Domino Sugar Factory redesign unveiled

The long-awaited redevelopment design for the Domino Sugar Factory was unveiled today by Two Trees Management, whose vision for the 11-acre stretch along the Williamsburg waterfront consists of a row of sleek, open-air, and uniquely designed buildings that include a mix of commercial and residential units, plus landscaped public green space.

Two Trees paid $185 million to CPC Resources to take over as developer of the site in the summer of 2012; their new plan is estimated to cost $1.5 billion to develop.

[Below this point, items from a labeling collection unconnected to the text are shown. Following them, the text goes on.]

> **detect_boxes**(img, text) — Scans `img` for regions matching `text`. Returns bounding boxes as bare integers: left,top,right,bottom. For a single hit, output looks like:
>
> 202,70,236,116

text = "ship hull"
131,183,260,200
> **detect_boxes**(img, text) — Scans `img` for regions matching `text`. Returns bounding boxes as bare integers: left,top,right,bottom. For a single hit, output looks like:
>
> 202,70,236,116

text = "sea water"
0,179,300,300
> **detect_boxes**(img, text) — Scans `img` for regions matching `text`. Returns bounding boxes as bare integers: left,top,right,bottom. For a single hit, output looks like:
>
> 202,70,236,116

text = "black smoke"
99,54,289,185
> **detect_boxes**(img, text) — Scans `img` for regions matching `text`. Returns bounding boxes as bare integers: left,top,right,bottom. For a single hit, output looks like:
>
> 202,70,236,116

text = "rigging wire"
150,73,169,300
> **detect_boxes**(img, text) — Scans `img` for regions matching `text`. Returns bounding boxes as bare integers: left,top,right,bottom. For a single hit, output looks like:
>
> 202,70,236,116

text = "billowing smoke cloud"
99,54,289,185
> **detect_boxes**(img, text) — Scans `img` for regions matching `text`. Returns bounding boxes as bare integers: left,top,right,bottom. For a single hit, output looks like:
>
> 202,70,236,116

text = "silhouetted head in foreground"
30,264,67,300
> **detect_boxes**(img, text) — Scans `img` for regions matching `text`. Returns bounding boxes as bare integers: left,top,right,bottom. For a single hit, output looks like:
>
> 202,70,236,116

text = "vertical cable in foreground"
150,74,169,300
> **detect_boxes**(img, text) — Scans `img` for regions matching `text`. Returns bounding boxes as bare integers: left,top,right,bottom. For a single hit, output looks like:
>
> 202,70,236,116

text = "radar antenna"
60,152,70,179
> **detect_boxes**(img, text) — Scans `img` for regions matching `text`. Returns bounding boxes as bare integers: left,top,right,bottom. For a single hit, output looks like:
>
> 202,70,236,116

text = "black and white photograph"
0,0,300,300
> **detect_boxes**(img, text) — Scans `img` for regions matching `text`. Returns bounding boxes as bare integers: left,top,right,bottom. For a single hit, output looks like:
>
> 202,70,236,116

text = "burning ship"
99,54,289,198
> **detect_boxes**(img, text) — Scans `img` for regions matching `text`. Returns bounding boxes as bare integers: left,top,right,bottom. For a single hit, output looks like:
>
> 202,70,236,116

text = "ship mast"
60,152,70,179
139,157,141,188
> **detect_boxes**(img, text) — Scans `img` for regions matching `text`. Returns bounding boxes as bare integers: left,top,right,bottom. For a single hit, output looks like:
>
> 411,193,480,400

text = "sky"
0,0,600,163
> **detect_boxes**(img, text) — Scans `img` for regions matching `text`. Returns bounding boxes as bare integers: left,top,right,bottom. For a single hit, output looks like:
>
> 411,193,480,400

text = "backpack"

The plan is for a waterfront lined with narrow towers, one of them connected by ground-floor and mid-air bridges — leaving it looking like giant, aesthetically-pleasing, rectangular donut — surrounded by a waterfront park and public plaza. Compared to the previous plan from CPC, there would be 60 percent more open space, more office space, and shared access to housing amenities by both high- and low-rent residents.

The renderings were designed by SHoP Architects — of Barclays Center, B2 at the Atlantic Yards, and Pier 17 Seaport fame — which describes it as a vision for “a new skyline for Brooklyn” that has the landmark Domino Sugar refinery building as “the nerve center of the project as a new office building across from a new public space, Domino Square.”

The Domino Sugar sign will remain intact and represent the incorporation of the historic past with the intended innovative future.

Two Trees hopes to get ULURP approval of the plan by this April so that they can begin construction on the first building in 2014. The project would take around a decade to complete.